Contributions and Claimed Novelty
The paper makes four explicit contributions:
- One shared adapter for two languages and two modules. A single LoRA adapter is trained jointly on Khmer and Korean and inserted into both the language model and decoder, avoiding separate per-language checkpoints.
- Adaptation helps only where the base model is weak. Khmer improves strongly and significantly, while Korean does not improve overall.
- Training loss and MOS disagree on the best rank. The best validation loss occurs at rank $128$, but the best MOS occurs at rank $64$.
- Adaptation as a probe of model knowledge. Because the adapter starts from the exact zero-shot model, its effect reveals how much the base model already knows about each language.

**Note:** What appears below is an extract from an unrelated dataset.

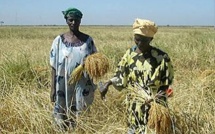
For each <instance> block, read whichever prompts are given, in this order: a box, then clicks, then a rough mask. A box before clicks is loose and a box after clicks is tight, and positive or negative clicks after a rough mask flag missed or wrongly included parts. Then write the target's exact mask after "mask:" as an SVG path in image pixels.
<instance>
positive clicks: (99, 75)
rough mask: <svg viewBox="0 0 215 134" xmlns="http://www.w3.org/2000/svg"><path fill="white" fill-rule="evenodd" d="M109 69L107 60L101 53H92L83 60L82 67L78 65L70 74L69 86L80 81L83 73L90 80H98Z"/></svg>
mask: <svg viewBox="0 0 215 134" xmlns="http://www.w3.org/2000/svg"><path fill="white" fill-rule="evenodd" d="M108 69H109V61H108V58H107V57H106V56H105V55H104V54H102V53H99V52H97V53H94V54H91V55H89V56H87V58H86V59H85V64H84V65H79V66H78V67H77V68H75V69H74V71H73V72H72V73H71V76H70V79H69V84H72V83H75V82H77V81H78V80H80V78H81V75H82V73H83V71H86V72H87V73H88V74H89V76H90V77H91V78H95V79H97V78H100V77H102V76H104V75H105V74H106V73H107V72H108Z"/></svg>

The authors also explicitly claim that this is the first parameter-efficient adaptation of a foundation TTS model for Khmer.
Limitations
The paper is unusually direct about its limitations. Several are important for interpreting the results:
- No full fine-tuning upper bound. The authors do not compare against a fully fine-tuned VoxCPM2 model, so the maximum achievable gain remains unknown.
- No direct test of sharing versus separate adapters. They do not isolate whether one shared adapter is better than separate per-language adapters at the same parameter budget.
- Low inter-rater agreement. Krippendorff’s $\alpha$ is $0.31$ for Khmer and $0.26$ for Korean, making the listening results noisy, especially for Korean.
- Small evaluation panels. Each language uses only five raters and twenty sentences per system.
- Cross-language comparisons are not controlled. The two languages use different rater panels, so only within-language comparisons are valid.
- Small and partly upsampled corpus. The training corpus is about $26$ hours, and Khmer gains partly come from upsampling rather than from more unique data.
- Confounded language/data differences. Khmer and Korean differ not only in how well VoxCPM2 pretraining covers them, but also in the source and quality of the fine-tuning data. Khmer uses a private in-house corpus, while Korean uses public corpora such as KSS and Common Voice/FLEURS, so the exact source of the gap is not fully isolated.
These limitations mean that the strongest claims are modest but well supported: the adapter clearly helps Khmer in this setup, does not help Korean overall, and rank selection should not rely on validation loss alone.
Takeaway
The paper shows that a small, zero-initialized LoRA adapter can substantially improve a strong pretrained TTS model on a genuinely low-resource language without retraining the full network. For Khmer, the best rank $64$ adapter raises MOS from $3.85$ to $4.23$ with only a tiny fraction of trainable parameters. For Korean, which the base model already handles well, the same strategy provides no overall gain and can even degrade quality at higher rank. The main technical lesson is that adaptation capacity should match the gap between the base model and the target language, and that perceptual evaluation is necessary because lower loss does not always mean better speech.